Along with plant geneticist Anne Gillen, who now works in the ARS Crop Genetics Research Unit at Stoneville, Miss., Strausbaugh confirmed that the gram-positive bacterium Leuconostoc mesenteroides subsp. dextranicum is responsible for around 70% of the loss in beet root mass. “We showed that L. mesenteroides starts the fermentation process in the root mass, which then creates a pathway for other organisms to come in and cause spoilage,” Strausbaugh says.
This might sound like business as usual between successful microbes, but results from this research helped to confirm that gram-positive bacteria like L. mesenteroides can be the first pathogen — and often the most damaging one — involved in the root rot process.
Curtailing Curly Top
Every year, western U.S. sugarbeet producers also battle beet curly top virus, which is transmitted by beet leafhoppers. Back in the lab, Eujayl set out to develop a set of genetic markers that plant breeders could use in developing curly top-resistant sugarbeet varieties.
Strausbaugh and Eujayl started by infecting 200 wild, commercial or other different sugarbeet varieties with curly top. Then they ranked each plant according to the severity of its physical responses to infection. When these visible physical responses are the result of the underlying genetics, they are called “phenotypic” traits.
Eujayl then analyzed the phenotypic data with 1,000 sugarbeet DNA genetic markers that had been identified by a process called “diversity array technology” (DArT).
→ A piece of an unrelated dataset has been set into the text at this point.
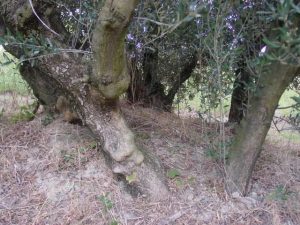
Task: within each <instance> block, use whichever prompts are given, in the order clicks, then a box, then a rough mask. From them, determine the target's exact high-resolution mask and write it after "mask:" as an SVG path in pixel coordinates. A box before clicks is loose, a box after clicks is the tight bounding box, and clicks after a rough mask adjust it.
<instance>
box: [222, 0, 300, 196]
mask: <svg viewBox="0 0 300 225" xmlns="http://www.w3.org/2000/svg"><path fill="white" fill-rule="evenodd" d="M262 6H263V7H262V8H261V10H255V12H256V15H257V16H258V19H259V22H260V23H262V25H263V26H262V27H263V30H262V33H261V35H262V40H263V41H264V43H265V45H266V52H265V53H261V54H260V56H256V57H255V55H254V56H252V55H251V56H250V57H249V62H248V63H247V65H249V66H248V67H249V68H251V69H252V74H253V75H254V76H255V83H254V84H255V85H254V88H252V90H251V91H250V93H249V96H248V99H249V100H248V104H247V108H246V112H245V116H244V117H243V119H242V120H241V122H240V124H239V126H238V127H237V128H236V135H235V137H234V140H233V143H232V145H231V147H230V149H229V160H228V165H227V167H226V173H227V178H228V180H227V187H228V190H229V191H231V192H233V191H238V192H241V193H242V194H246V193H247V192H248V191H249V182H250V178H251V174H252V171H253V169H254V166H255V163H256V161H257V158H258V157H259V155H260V153H261V150H262V144H263V142H264V140H265V137H266V135H267V132H268V130H269V128H270V125H271V122H272V119H273V116H274V112H275V110H276V108H277V106H278V102H279V99H280V97H281V95H282V94H283V92H284V91H285V90H286V89H287V88H288V87H289V85H290V84H291V83H292V82H293V80H294V79H295V78H296V77H297V76H299V74H300V63H299V62H300V51H299V47H300V45H299V43H300V42H299V37H300V30H299V24H300V4H299V2H297V1H280V2H273V1H263V2H262ZM246 37H247V36H246Z"/></svg>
He analyzed these markers to identify which ones were associated with the disease-resistance genes. The analysis indicated that 11 of these genetic markers were significantly associated with resistance to curly top — and that five of the 11 markers were linked to the phenotypic resistance trait.
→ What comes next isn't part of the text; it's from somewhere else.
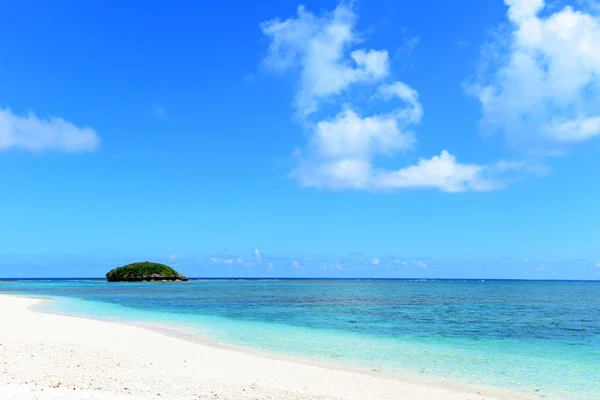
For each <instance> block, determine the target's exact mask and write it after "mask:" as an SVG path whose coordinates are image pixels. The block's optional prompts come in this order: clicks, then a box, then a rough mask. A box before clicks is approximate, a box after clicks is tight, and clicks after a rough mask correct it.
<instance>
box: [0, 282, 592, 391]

“The DArT markers are abundant compared to other marker systems, like simple sequence repeat markers or single nucleotide polymorphism markers,” Eujayl says. “Using DArT allowed us to identify many markers that we would not have found with the other techniques.”
Strausbaugh also conducted a two-year field study in southern Idaho to see whether curly top damage could be controlled by treating sugarbeet seeds with insecticides, which control the leafhopper that transmits the virus. Working with colleagues, he treated seeds from four sugarbeet cultivars with one of two commercial pesticides, Poncho Beta or Gaucho.
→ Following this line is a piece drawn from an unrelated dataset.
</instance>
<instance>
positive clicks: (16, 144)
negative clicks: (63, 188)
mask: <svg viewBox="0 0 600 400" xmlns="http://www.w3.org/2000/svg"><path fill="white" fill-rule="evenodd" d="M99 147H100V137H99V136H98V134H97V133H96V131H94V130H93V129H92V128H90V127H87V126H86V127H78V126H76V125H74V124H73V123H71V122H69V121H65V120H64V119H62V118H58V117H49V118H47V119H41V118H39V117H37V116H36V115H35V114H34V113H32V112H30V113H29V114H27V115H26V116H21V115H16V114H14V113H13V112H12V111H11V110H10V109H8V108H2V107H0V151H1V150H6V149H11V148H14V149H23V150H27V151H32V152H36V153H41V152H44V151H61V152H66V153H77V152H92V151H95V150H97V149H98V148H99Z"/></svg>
The researchers observed that both insecticides reduced the incidence of curly top in the fields. But as the growing season progressed, plants grown from seeds treated with Poncho Beta produced higher yields — especially in hybrids that were more vulnerable to the disease.
Averaged across all tested cultivars, the recoverable sugar content increased 21%. Because of the substantial increase, the U.S. Environmental Protection Agency used these data sets to issue an emergency exemption for the use of Poncho Beta. Since genetic resistance to curly top is not always available, Poncho treatment will allow for near-normal levels of sugarbeet production, and it also provides an excellent research tool for breeders to use in evaluating other plant diseases.
“The environmental footprint from using foliar insecticides to protect young sugarbeet plants is very large,” Strausbaugh says. “[T]reating the seed with Poncho leaves a much smaller environmental footprint and can protect young plants through the early season growth stages, when they’re highly susceptible to curly top.”
* Ann Perry is a staff writer for Agricultural Research, a publication of the USDA’s Agricultural Research Service. This article initially appeared in the January 2012 issue of the magazine.